In the 1960s making proper coffee singled you out as a dangerous maverick

The paperback of the Breakfast Bible comes out this month and I’ve written something for the Guardian about coffee. The two events aren’t related, it’s just a happy coincidence. The new edition of the book looks beautiful. It’s perhaps even lovelier than the hardback so even if you’ve already bought it, you might want to buy another copy for on the move breakfast inspiration.

The Coffee House: the Beating Heart of the City

One of the most famous scenes in British cinema is the beginning of The Ipcress File where the spy Harry Palmer (played by Michael Caine) grinds beans and then makes coffee in a cafetiere. This seems a humdrum activity to us, but in the 1960s making proper coffee singled you out as a dangerous maverick. No wonder that Ian Fleming, too, was very particular about the apparatus James Bond used to make coffee: (a Chemex), and the variety (Blue Mountain, from Jamaica). For my parents’ generation and even when I was growing up in the 1980s, “coffee” meant instant coffee. Britain was a tea-drinking nation. From the look of intense concentration on his face, Caine gives himself away as a tea drinker in the film. He looks like he’s diffusing a bomb rather than making a cup of coffee.

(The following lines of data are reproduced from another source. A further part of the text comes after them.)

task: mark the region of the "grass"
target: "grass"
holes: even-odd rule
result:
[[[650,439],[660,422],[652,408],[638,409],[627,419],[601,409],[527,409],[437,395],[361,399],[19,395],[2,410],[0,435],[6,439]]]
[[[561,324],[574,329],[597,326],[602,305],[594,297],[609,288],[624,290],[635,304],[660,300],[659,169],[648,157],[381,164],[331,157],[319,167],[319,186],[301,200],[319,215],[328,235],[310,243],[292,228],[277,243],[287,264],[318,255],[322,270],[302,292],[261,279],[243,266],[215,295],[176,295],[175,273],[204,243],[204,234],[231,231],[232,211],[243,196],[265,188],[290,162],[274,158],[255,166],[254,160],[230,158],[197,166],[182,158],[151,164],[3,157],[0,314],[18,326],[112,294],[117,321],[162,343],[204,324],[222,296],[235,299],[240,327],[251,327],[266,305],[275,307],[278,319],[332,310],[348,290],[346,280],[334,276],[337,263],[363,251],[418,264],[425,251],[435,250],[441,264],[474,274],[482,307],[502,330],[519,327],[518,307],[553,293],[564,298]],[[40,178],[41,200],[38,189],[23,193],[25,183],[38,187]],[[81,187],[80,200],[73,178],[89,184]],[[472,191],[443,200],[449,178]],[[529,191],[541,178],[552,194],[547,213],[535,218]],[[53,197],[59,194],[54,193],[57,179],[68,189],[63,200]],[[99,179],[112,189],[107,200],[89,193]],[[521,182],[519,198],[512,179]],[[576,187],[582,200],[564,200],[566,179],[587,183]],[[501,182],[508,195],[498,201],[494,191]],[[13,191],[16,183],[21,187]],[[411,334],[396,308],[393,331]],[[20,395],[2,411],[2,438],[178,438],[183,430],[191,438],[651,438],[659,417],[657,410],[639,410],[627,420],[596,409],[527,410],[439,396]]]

It’s a far cry from when England was the coffee capital of Europe. London’s first coffee house was opened in 1652 by a Greek man called Pasqua Rosée. Between 1680 and 1730, London consumed more coffee than anywhere else on earth, second only to Constantinople in its number of coffee houses. They were the commercial heart of London, functioning as offices and meeting places. The Tatler, the Spectator and Lloyds insurance all started life in coffee houses. Wine merchants Berry Bros & Rudd originally sold coffee; they still have the original weighing scales in their St James’s shop.

Because of the coffee house’s role in Britain’s intellectual life, I have this mental image of them as sober places where men in powdered wigs delighted in fine Java and discussed the latest Adam Smith. They weren’t.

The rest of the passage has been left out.